In the Blue Mountains Eye Study,11 after a 7-year follow-up, the authors suggested that visual impairment after best-correction (presenting visual impairment was not significant) was an independent risk factor for mortality in older persons. However, after 4 more years of follow-up,14 visual impairment (best-corrected VA (visual acuity) <20/40 in the better eye) was not a risk factor for all-cause mortality. Although a significant finding was noted in a subgroup of participants aged ≤75 years, the hazard ratio was greatly attenuated in the multivariate models.
The findings of this study are strengthened by its prospective design, large population, and comprehensive set of other risk variables considered for risk adjustment. Moreover, our survey was conducted in a medical center by professionally trained ophthalmologists according to a standardized protocol.

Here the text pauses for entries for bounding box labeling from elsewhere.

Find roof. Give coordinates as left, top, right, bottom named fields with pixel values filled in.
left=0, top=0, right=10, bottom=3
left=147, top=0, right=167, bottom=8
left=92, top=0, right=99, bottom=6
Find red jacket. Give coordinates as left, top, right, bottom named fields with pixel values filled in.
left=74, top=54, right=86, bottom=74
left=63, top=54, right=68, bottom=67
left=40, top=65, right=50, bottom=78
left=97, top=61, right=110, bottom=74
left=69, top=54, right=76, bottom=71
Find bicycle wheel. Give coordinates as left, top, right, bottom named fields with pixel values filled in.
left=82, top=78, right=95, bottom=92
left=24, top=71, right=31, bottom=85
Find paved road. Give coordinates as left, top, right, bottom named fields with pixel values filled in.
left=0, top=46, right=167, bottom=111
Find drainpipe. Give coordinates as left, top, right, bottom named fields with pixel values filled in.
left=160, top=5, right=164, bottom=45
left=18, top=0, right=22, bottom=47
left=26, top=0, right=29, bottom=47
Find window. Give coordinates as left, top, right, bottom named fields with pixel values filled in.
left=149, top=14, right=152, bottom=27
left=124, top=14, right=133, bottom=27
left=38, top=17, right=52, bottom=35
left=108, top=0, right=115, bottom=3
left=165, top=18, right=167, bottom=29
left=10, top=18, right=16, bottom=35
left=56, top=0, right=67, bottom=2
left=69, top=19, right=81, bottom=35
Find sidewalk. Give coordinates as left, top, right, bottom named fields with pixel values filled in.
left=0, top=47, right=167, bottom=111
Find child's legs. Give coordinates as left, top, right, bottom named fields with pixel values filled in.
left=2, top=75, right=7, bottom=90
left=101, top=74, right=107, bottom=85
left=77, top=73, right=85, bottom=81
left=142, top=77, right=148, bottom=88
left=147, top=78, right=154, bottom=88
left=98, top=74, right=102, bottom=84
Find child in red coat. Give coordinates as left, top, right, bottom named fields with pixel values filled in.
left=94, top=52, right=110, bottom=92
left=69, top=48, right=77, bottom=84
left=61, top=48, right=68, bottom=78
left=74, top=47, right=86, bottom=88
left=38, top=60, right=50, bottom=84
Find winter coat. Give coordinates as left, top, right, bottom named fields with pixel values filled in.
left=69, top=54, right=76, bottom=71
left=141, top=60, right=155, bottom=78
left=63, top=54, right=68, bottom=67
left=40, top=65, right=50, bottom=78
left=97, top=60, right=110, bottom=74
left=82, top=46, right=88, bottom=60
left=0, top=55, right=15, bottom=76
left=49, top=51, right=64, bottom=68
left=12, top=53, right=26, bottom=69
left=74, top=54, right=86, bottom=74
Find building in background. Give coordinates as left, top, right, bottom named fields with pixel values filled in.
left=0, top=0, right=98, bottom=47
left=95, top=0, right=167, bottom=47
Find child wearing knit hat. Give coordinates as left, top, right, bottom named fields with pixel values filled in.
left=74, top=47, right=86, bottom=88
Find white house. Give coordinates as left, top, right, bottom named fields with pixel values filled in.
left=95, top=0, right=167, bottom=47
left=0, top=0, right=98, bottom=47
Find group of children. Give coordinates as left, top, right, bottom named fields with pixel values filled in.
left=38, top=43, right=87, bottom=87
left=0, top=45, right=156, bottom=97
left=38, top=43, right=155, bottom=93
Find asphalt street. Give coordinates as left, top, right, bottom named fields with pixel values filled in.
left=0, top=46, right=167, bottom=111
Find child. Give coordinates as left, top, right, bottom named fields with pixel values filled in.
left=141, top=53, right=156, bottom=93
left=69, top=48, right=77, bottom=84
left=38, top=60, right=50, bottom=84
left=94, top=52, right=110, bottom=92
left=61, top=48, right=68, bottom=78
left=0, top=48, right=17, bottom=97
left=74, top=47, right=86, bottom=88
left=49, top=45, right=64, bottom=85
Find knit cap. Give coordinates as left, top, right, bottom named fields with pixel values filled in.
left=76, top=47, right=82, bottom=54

There were some limitations in our study. First, the nonparticipating individuals in the baseline survey were older and more likely to be female or illiterate; a selection bias due to nonresponse was unavoidable. Secondly, our study populations were noninstitutionalized survivors, excluding those who were inpatients or who had paralysis or disability in the baseline survey. This probably removed a disproportionate number of potential participants with functional or physical impairment and/or declining health-related quality of life and may have biased the results of the study. Third, the assessment of comorbidities using a dichotomized classification was simplistic. This study demonstrated that visual impairment has a nonsignificant ability to predict short-term mortality among community-dwelling elderly.
In conclusion, while visual impairment is more prevalent among mortality individuals, the relationship no longer exists after adjustment for other covariates.
This study was supported by a grant from Taipei Veterans General Hospital (V95S3-001).